Welcome to the Department for Energy and Climate Change (DECC)'s Youth Advisory Panel (YAP)'s blog. The DECC YAP is a group of young people aged between 15 and 25 from all over the UK, with a wide-range of backgrounds, from academia to activism.

Our aim is to inform everyone and anyone about DECC's activities and likewise to help DECC understand and take into account the concerns of young people. We are a medium of consultancy and conversation. Much of our work looks at finding a 'Pathway to 2050', reviewing how energy with be supplied and used in the next four decades, so follow us and join us on the journey!

Tuesday 31 August 2010

Visit to BedZED


Hi All
My name is Unkha and I am on the Oxfam Youth Board. Along with several others from the Panel (Rose, John and Kirsty) visited the eco-community in Sutton called BedZED, on 25 August 2010

Our visit to BedZED began with an introductory session with the Sustainability Consultant (Sam Smith) where he explained several key things about the community including the fact that it was built to create a community in which ordinary people could enjoy a high quality of life, while living within their fair share of the Earth’s resources. He went on to explain the project's One Planet Living’ principle which is the idea that if all the world lived like the average western European does we’d need three planets to support us. The project tries to tackle this issue by greatly reducing the consumption levels and energy use within the community for example an 81% reduction in energy use for heating by using ecologically friendly alternatives such as natural sunlight (by having the homes facing south and having a sun space), insulation (the walls of the homes are nearly 30cm thick) and thermal mass. There’s a 64% reduction in car mileage through the introduction of a comprehensive transport plan (good public transport links, a car sharing scheme, encouraging the use of electric cars with free charging and ample provisions for cyclists and pedestrians). The project also recycles 60% of its waste!

Tuesday 17 August 2010

Coming up: Visit to CAT

- Tom Williams

The remit of the Youth Panel is to look at the challenges facing the country in meeting the 80% carbon reduction target by 2050, to encourage engagement in the 2050 Pathways project within the members’ organisations, to review the possible pathways, and to make recommendations to the department.

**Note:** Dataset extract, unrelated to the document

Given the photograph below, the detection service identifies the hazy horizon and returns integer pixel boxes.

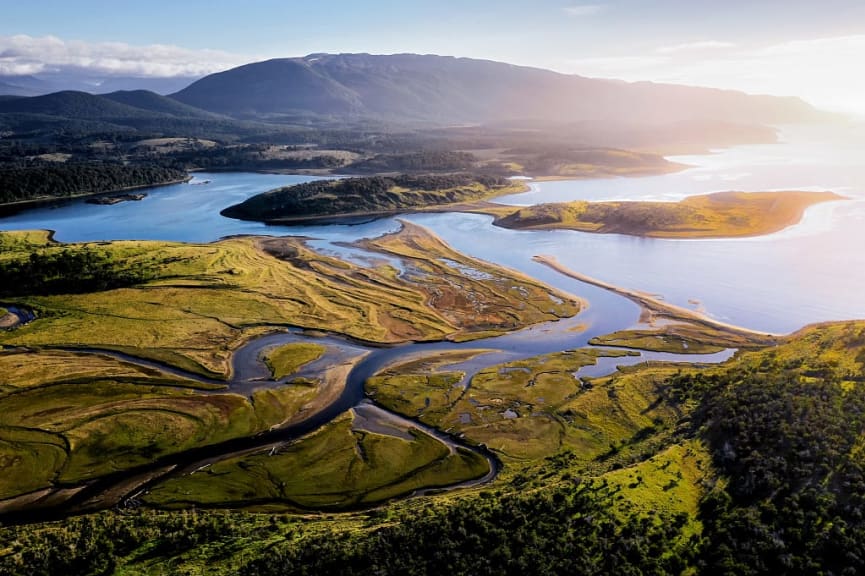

However to ensure the panel’s recommendations and discussions are as informed as possible, several visits have been organised to allow members access to various energy production sites around the country, to see the reality of the types of infrastructure that would have to be provided by the public or private sectors.

One of the very first of these is a visit to the Centre for Alternative Technology (CAT) in North Wales, a place that attempts to offer solutions to some of the most serious challenges facing the planet and the human race, including climate change, pollution and the waste of precious resources.

We will be visiting CAT with our task in mind; to compile a group recommendation to the government detailing our preferred carbon reduction pathway to 2050. We will assess the options and explore new technologies that might be employed in this mammoth task, and we will have the chance to put in-depth questions to the experts in these technologies.

I will write another blogpost after the visit with news of what happens on the day and the information we acquire that we can pass on to the rest of the Youth Panel!